The emotions prompted by the photographs are hard to ignore. The theatrical and, at times, surreal moments of solitude are seductive and powerful—drawing you in and leaving you wanting more.
Thompson was first noticed after posting some of his early photographs on Reddit, which garnered over four million views. Given the amount of praise he received, it is no surprise that supporters were quick to donate to his Kickstarter campaign, which raised over $20,000 for his first photo book project.
He described it as “a travel memoir … documenting the emotional strain and release of living in the unfamiliar.” Thompson spent six months traveling alone around the country relying solely on what he stumbled across—much like he was doing at home in Chicago, but with added risks.

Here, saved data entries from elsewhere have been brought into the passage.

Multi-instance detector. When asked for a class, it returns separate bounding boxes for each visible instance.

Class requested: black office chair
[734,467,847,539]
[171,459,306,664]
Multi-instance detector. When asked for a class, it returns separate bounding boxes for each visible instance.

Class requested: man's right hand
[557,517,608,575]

Such as being stranded in Virginia after a car crash.
However, that did not stop him from climbing water towers and crawling down manholes to find the best way to capture the emotions of solidarity. He even found and slept in a long forgotten town—what could turn out to be his most reverberating photographs. “I found a ghost town in South Dakota during a rainstorm,” Thompson described. “Cars [were] littering overgrown lawns, houses nearly collapsed. I found the house with the cleanest bed and slept there.”
This has become a theme in a new series called, “Ghost Town,” which will depict the emotions of lone subjects in their natural environments. It is just one of the upcoming projects that Thompson has in the works. He is currently working with galleries overseas on upcoming exhibitions and recently signed with French agency, Agence Vu.